Secret to converting consumers: Expert recommendation behavior
How to convert a consumer: Expert recommendation behavior
Let’s imagine you love taking photos. You might be a professional photographer, or a retail associate in a boutique camera shop or maybe it’s a hobby you’ve spent years perfecting. Regardless, you know all about the different cameras on the market, and how one DSLR varies from another. You can speak to which lenses are best for landscape, and which work best for a close-up portrait. In fact, you’ve become known for, well… knowing all of this. So well-known that your friends and family come to you with questions when they’re looking to invest in their own camera equipment. They even send their friends and family in your direction.
When someone approaches you with a question about cameras, you’re ready to lead them in the right direction for what products will work for their needs. And they’re ready to take your advice, and go buy those products.
Why is that?
According to a recent expert panel, it’s because you have knowledge and experience related to those products.
We surveyed more than 1,000 industry professionals on their recommendation behavior: where recommendations happen, why they occur, how often and with whom. The responses provide important insights to brands looking to reach consumers on a more trusted level.
This panel of ExpertVoice members — people we refer to as experts — range from knowledgeable retail sales associates to experienced pros. And in an average week, more than half of them are making product recommendations 11-20 times per week. In fact, 24% of respondents give more than 30 product recommendations every single week.
Where are they doing it?
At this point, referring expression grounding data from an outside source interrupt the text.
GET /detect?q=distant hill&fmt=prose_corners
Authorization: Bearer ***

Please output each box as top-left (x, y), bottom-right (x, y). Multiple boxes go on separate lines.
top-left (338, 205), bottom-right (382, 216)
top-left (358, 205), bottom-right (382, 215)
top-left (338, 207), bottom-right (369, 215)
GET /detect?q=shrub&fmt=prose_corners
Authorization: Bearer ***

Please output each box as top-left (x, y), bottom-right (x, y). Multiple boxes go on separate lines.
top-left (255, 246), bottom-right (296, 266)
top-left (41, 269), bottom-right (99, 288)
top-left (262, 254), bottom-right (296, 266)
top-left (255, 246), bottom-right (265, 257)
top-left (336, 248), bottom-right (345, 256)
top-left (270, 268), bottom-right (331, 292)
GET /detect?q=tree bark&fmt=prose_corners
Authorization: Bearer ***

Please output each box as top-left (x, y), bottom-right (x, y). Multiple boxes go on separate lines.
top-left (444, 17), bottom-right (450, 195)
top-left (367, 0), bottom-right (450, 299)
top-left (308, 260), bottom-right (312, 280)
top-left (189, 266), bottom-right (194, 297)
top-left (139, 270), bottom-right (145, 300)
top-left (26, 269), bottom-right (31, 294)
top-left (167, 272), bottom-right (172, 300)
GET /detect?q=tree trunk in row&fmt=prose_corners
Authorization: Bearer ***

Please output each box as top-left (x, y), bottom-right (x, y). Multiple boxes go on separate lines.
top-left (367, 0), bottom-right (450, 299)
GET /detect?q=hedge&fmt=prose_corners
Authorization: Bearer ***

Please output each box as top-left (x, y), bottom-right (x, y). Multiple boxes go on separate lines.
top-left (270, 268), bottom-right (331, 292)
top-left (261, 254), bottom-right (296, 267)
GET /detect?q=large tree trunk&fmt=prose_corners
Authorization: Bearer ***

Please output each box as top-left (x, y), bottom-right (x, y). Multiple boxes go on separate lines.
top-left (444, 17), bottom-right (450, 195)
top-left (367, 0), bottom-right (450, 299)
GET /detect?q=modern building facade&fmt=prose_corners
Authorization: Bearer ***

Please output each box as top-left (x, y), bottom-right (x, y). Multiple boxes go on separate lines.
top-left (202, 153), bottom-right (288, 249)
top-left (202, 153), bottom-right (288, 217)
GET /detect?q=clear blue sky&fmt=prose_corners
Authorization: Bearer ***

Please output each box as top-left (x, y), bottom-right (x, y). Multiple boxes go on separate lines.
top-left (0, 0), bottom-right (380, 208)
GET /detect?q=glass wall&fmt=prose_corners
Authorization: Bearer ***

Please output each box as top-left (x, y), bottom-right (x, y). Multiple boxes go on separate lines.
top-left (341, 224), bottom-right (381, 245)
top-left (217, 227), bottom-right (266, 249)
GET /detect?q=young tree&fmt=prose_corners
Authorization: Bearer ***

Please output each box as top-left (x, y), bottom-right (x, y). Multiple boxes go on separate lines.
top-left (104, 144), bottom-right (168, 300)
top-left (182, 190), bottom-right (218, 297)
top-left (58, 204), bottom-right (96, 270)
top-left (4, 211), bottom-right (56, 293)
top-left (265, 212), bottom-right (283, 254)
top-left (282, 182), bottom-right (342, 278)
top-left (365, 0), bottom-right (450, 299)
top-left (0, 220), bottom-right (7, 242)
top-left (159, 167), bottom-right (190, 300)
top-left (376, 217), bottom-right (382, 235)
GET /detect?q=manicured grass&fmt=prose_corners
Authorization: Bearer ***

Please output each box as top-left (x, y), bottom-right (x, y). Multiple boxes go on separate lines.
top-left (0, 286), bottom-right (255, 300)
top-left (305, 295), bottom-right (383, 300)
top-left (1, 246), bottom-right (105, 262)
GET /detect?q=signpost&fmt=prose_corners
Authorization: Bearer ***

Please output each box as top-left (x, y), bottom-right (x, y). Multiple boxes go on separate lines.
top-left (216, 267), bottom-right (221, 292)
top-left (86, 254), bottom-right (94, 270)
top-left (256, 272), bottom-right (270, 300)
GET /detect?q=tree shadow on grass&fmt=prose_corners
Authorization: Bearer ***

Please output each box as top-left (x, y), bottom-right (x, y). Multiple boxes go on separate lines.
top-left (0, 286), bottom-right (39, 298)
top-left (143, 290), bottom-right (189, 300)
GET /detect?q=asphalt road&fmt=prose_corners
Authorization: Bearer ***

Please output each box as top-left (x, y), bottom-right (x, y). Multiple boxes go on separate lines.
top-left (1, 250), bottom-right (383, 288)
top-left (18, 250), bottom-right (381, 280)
Most recommendations happen in a retail setting or at the location where an activity takes place — like on the trail, at a gym or on the slopes.
Since most experts are recommending products either at work or while participating in an activity like running or wakeboarding, let’s examine some of the finer details behind those recommendations.
What inspires a recommendation
Experts learn about products in multiple ways: reading about them, watching product videos, working in a retail store, or even from a mentor. In an overwhelming majority, 92% of experts state that having experience with products furthers their education.
Before making recommendations, experts say there a few things that must be in place. Knowledge and personal experience with the product are paramount, and knowledge of the brand and its category are also important. Interestingly enough, fewer than half of experts feel a brand’s reputation is important in recommending a product, leading us to believe that while people can develop loyalty to a brand, when it comes to helping someone find the right item for their needs, the specific product is more important than the brand name associated.
Back to photography: Let’s consider why you would make a recommendation. Perhaps you asked a pro photographer friend which tripod has served her well during her travels. Then you decided to test it for yourself and take it on a family vacation. Maybe you shared your thoughts with friend about to take a trip, or loved it so much you mentioned your new favorite travel tripod in an Instagram post.
According to the surveyed experts, the most important factor in likelihood to recommend a product is having a positive experience using the product.
Finally, we asked the panel about their motivation behind giving a recommendation. It might be easy to assume that financial incentive is the strongest motivation, but the panel reveals a different story. When asked what the best reward for providing a recommendation is, 52% of respondents state that it’s sharing their passion and expertise with others, and 35% state that it’s learning the recipient (who received a recommendation, and eventually purchased) used and loved the product. And even though 60% of respondents work in retail, only 1% claim that a commission was the best reward.
What this means for brands
There are people out there giving recommendations every week (many of them in excess of 30 recommendations every single week) — people whose recommendations drive consumers to make a purchase. As evidenced by the panel’s responses, experience and knowledge about a product or brand are critical to an expert, and the brands who take the opportunity to influence a consumer’s purchase through educated consideration not only sell more product. They develop loyal customers who in turn become educated recommenders.